Saudi-hosted military exercises are billed as anti-terrorist training, but this is clearly force-on-force ground combat training. Who is the target?

The Saudis wrapped up an unusual--for the Saudis--military exercise:

Warplanes roared overhead, tanks rumbled across the desert and smoke filled the sky Thursday for the final day of what Saudi Arabia billed as the region's biggest-ever military exercises.

The 12-day "Northern Thunder" manoeuvres in the kingdom's northeast included 20 nations from the Middle East, Africa and Asia, Saudi officials said.

This is training for combat against conventional enemy forces trying to control terrain.

Iran is the obvious potential enemy. But that would require Iran to move troops into Iraq, turn left, and march into Kuwait and perhaps beyond.

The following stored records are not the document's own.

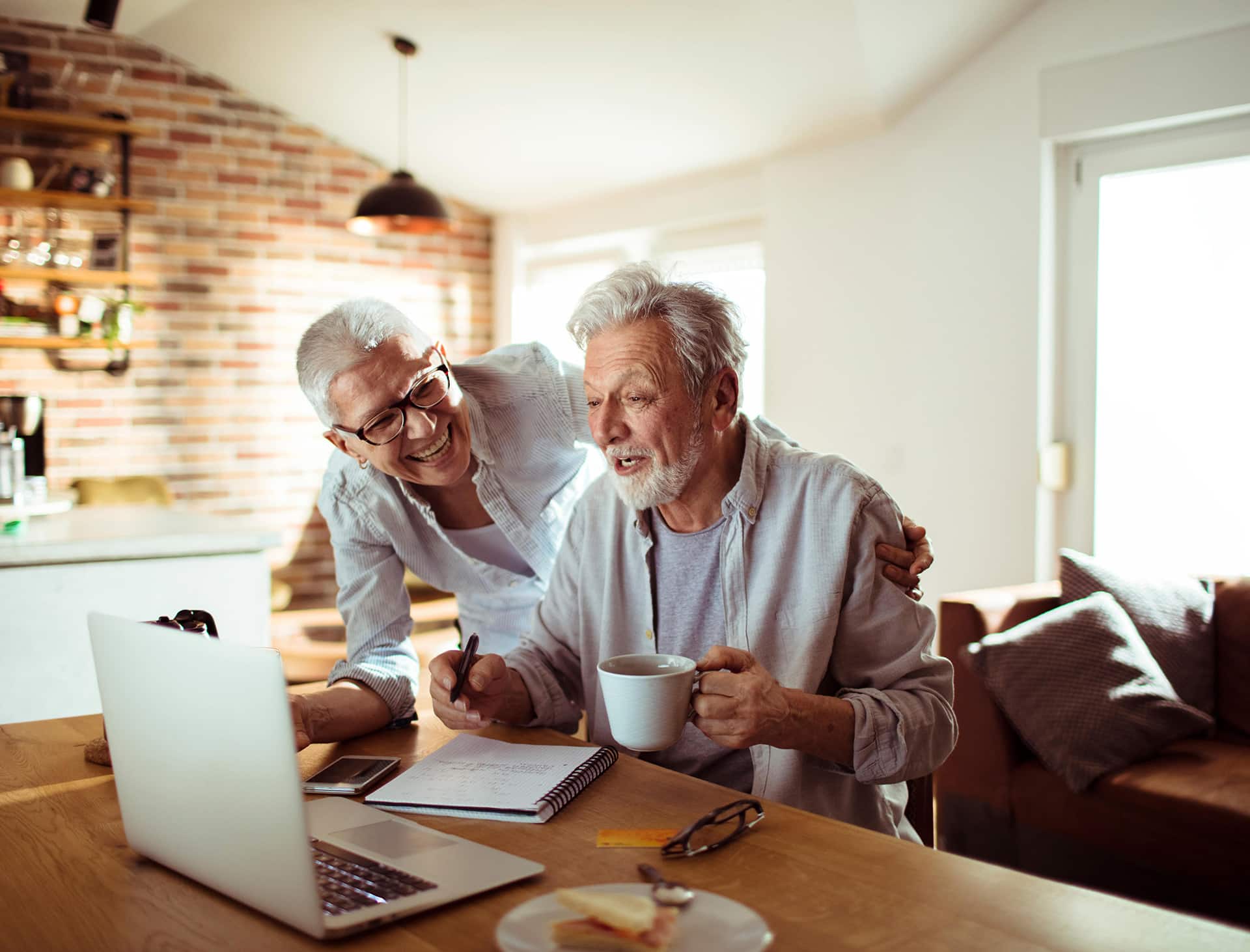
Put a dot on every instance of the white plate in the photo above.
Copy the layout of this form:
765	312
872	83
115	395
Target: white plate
710	921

Yemen is a potential target, but the Saudi-led coalition seems to be doing well enough with a small core mobile force in support of local allies.

Libya is a potential target, if the Egyptians want ground allies before committing their own troops to an anti-ISIL fight to unify Libya.

Even Israel is a potential target, in theory. But in practice that is laughable.

And of course, ISIL in Iraq is a potential target. But Iraq--under Iranian pressure--doesn't want Saudis involved. So I don't see these troops helping with an offensive to liberate Mosul.

Would this Saudi coalition base out of Turkey to bolster a Turkish buffer zone in support of rebels in northwestern Syria?

Would this Saudi coalition base out of Jordan to support Southern Front rebels in Syria across the border?

Or from Jordan, lead an offensive into western Anbar province with the Jordanians in the lead to mask the Saudi role to liberate the largely Sunni Arab region from ISIL as Iraqi forces push west from central Iraq?

To be fair, any of those potential theaters would be north, latitude-wise, of the training site.

UPDATE: Apparently we can rule out Yemen, because Saudi Arabia has announced the end of major combat operations:

In an interview on Wednesday, [Saudi Brigadier General Ahmed al-Assiri] told AFP that "we are in the end of the major combat phase," to be followed by the creation of a stable security situation, then reconstruction.

I guess they figure that they've helped their allies take enough land that major offensives are no longer needed.

We'll see. Perhaps the Saudi-led coalition has gained enough ground to cut some deals with enough people to reach this point.